In this paper a yolk extract (EYF-X) is described originating from chicken eggs which facilitates in vitro culture of a variety of cell types. When the extract was added to a culture medium used for in vitro fertilisation (cat) the amount of successful fertilisations was significantly increased. In a further in vitro model (permanent neuronal cell line N2A) the yolk extract significantly stimulated cell proliferation as well as the growth of cell processes. Surprisingly, a set of antibodies with specificity against different parts of the prepro-cholecystokinin (preproCCK) was able to react with the extract. It could be demonstrated that the intensity of the reaction depends on the egg's age (time after the laying date). Analysis by gel chromatography recorded a main protein fraction with an apparent molecular weight between 20 and 30 kDa. This fraction was labelled by Western-blot using an Ab with specificity against CCK-octapeptid (CCK-8). These findings suggest that the yolk factor may be a CCK/gastrin like molecule.

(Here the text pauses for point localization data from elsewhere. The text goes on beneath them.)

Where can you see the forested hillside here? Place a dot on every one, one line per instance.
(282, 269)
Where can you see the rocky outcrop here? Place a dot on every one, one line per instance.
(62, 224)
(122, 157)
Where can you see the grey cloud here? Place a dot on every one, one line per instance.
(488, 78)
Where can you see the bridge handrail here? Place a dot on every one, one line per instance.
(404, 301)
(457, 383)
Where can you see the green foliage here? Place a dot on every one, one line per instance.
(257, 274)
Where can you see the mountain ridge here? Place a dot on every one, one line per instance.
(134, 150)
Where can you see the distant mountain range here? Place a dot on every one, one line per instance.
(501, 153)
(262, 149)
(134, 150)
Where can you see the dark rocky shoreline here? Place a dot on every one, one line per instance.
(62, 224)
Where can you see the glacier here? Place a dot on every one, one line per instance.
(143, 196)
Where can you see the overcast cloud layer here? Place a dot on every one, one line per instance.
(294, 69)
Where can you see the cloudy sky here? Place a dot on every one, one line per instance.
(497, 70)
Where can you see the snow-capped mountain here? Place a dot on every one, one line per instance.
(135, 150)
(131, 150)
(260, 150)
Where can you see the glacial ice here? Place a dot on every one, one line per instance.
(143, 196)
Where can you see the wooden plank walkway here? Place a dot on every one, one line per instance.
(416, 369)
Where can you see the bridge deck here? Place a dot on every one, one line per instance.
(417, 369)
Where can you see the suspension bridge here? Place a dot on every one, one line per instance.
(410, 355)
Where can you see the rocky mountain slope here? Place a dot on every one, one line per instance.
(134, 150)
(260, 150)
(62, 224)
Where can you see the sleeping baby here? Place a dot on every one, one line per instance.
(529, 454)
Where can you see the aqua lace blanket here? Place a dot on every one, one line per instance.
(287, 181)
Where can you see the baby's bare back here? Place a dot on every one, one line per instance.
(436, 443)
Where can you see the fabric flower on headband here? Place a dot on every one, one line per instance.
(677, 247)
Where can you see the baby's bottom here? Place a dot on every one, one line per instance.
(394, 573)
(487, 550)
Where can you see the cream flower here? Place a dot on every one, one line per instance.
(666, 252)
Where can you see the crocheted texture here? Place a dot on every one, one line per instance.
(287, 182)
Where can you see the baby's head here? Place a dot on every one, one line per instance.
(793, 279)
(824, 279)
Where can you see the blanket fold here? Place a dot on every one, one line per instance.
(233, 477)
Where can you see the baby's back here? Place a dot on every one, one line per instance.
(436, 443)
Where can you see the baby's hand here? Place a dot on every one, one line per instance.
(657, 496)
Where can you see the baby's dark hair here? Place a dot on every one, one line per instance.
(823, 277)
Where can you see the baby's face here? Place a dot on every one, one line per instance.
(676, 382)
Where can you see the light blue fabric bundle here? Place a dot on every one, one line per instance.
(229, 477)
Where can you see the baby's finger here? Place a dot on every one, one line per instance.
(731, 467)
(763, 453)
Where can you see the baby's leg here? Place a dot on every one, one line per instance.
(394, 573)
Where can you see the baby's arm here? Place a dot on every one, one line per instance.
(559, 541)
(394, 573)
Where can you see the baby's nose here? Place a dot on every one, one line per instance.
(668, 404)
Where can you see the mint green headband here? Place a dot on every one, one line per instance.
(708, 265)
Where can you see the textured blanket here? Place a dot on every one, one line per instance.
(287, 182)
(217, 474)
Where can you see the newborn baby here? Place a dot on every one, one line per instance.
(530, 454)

Since CCK/gastrin-like molecules have been detected also in spermatozoa of mammals the influence on in vitro fertilization could be explained by the yolk factor replacing the endogenous CCK/gastrin-like molecule destroyed in sperm freezing. The results of this study suggest it may be possible to replace FCS by EYF-X but the application of the yolk factor to a broad spectrum of cell types remains to be investigated.

ACKNOWLEDGEMENT

This work was supported by the Zentralstelle zur Erfassung und Bewertung von Ersatz- und Ergänzungsmethoden zum Tierversuch (ZEBET, Grant No.: 13280-150) and partly by the Bundesministerium für Bildung, Wissenschaft, Forschung und Technologie (Grant No.: 0311470A).